I usually spend my time talking about those who need less judgment, which is why people pounce on me if I ever share anything they think is "judgmental." Those who need less judgment are those who have been impacted by the choices in the former group. Listen to the poor. Listen to people of color. Listen to women. Listen to those who fight. Listen to those who can't fight because they're unable to financially, physically or emotionally but are there in spirit. Listen to those who've experienced trauma - the processed and useful and the debilitating and raw. Listen to those who have been in prison. Listen to those who've been falsely arrested, imprisoned and beaten again and again and again. Listen to the loved ones of those who've been shot down in the streets, in cars, those who've had spines snapped in police cars and those who've mysteriously committed "suicide" in police custody. Listen to those who knew their rights and we're arrested anyway. Listen to those who've changed. Listen to those who've seen their privilege and it made them cry, change, then advocate. Listen to those who are willing to lose their lives to protect others.
There are a lot of false equivalencies being made right now. As you know, it's coming straight from the top. 45 made it clear he thinks Nazis and Antifa are the same. Let me be clear - THEY ARE NOT THE SAME. I'm not part of Antifa (I'm a BLM girl) but here's the thing and it's important.

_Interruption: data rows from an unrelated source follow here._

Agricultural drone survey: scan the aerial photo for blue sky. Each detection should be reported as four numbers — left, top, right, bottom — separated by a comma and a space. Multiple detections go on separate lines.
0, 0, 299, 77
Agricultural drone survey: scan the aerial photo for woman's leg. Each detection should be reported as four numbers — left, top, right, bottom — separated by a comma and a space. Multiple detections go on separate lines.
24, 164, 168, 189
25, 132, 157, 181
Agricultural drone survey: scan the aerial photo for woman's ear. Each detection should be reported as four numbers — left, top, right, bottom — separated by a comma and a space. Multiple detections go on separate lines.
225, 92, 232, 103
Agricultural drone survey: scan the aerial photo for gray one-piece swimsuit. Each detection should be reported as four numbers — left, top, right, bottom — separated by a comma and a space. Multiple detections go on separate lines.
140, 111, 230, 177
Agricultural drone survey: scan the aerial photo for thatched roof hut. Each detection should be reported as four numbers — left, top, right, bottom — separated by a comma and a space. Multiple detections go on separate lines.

People fighting for white power and people fighting against those who want white power are not equivalent.
It sounds like they are because they are pro and con and sometimes violence happens on both sides. But one is looking to usurp authority over others who are already with less privilege and one is trying to keep that from happening at all cost. They're not the same.

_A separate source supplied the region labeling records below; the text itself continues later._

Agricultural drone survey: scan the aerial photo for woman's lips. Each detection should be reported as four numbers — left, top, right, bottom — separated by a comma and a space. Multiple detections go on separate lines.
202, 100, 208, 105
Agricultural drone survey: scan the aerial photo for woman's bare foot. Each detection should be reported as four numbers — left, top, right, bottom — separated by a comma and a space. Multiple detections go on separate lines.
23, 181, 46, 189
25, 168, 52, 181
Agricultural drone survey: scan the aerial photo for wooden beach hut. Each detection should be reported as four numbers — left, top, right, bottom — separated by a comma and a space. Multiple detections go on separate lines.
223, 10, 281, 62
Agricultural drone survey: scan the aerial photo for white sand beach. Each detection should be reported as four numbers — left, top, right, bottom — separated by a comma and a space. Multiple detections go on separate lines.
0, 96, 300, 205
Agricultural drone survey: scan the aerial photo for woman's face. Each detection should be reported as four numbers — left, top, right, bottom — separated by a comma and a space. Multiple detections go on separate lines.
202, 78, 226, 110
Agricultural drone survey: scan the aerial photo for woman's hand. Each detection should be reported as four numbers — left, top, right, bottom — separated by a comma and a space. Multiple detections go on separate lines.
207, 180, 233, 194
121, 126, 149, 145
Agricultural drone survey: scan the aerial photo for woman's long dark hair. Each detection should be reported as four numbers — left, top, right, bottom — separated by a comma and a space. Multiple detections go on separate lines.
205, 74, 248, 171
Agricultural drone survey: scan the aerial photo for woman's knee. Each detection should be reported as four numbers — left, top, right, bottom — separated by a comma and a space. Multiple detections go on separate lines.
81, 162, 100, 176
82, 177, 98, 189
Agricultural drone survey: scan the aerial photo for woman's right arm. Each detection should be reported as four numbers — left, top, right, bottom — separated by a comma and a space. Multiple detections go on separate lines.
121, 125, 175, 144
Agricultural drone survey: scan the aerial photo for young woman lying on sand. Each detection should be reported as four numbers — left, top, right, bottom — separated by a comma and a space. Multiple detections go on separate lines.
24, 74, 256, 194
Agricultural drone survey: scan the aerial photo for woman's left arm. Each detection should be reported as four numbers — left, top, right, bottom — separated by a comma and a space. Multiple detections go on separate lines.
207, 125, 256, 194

The privileged, mostly white Christian men who wrote the Nashville Statement saying that anyone who is gay or who affirms people who are gay (holla!) are not Christians, deserve our judgement. I'm not about to say they're going to hell. I don't believe in the traditional Christian eternal damnation anyway. But even if I did, I would not say it. But this is another false equivalence. I was recently called a hypocrite for condemning anyone who agrees with the Nashville Statement.
People who believe gay people are going to be punished eternally for a sexual identity that they cannot choose* (I consider this bigotry) and people who disavow that belief and fight for gay rights as an act of basic human rights are not equivalent.

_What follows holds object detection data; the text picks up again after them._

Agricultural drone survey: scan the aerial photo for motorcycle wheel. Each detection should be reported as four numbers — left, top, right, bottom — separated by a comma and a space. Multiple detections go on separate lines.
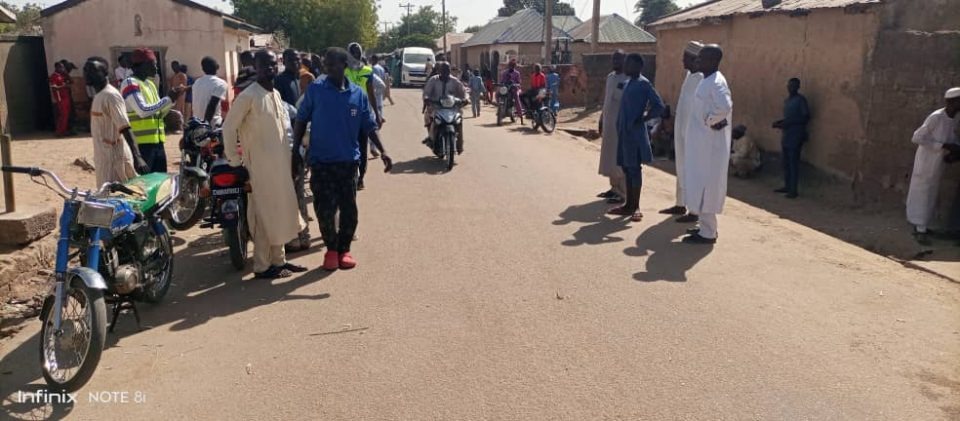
223, 206, 250, 270
40, 275, 107, 392
143, 228, 173, 304
169, 177, 208, 231
540, 110, 557, 133
443, 133, 457, 171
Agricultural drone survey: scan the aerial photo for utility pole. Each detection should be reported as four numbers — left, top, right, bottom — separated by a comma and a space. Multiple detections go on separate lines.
440, 0, 450, 55
400, 2, 414, 35
543, 0, 553, 66
590, 0, 600, 53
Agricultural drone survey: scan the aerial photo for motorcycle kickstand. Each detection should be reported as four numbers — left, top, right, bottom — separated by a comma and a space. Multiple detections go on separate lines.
109, 296, 143, 333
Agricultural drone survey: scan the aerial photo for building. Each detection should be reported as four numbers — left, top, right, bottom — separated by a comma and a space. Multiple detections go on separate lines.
570, 13, 657, 57
41, 0, 261, 103
460, 9, 579, 77
651, 0, 960, 217
435, 32, 473, 68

These are not "agree to disagree" issues because when those issues play out, one side is trying to deny basic human rights to the other side. Did you know we consider marriage such a basic human right that we allow it for prisoners? But we had to fight for DECADES for law-abiding gay people to have that same right.
In conclusion, this world could use more judgment. Maybe a nicer way of saying it is this: I intend to spend my life keeping those who hold beliefs that limit others accountable. And that starts with judgement. I will no longer tout myself as someone who doesn't judge others. And if I have given that impression in the past, I was mistaken and I apologize. I do earnestly believe that kindness and connection are critical to a healthy, happy nation. But in order to get there, we've gotta fight against some serious, toxic bigotry. And that starts with judgement.
* I wanted to add that people being gay would be a great choice if it was a choice. I used to think that no one would want to be gay because gay people are treated like shit (that part is still true) but now I believe that being gay is awesome and just as cool as being straight. I don't believe being gay is in any way "less than" or not as ideal. I don't believe it's a mistake, an error in hormones or a bummer. Being gay is what it is. It is someone's God-given sexuality. And it should be celebrated with love and favor just as it is with being straight. And obviously, this applies to the entire LGBTQI community, not just those who are specifically gay.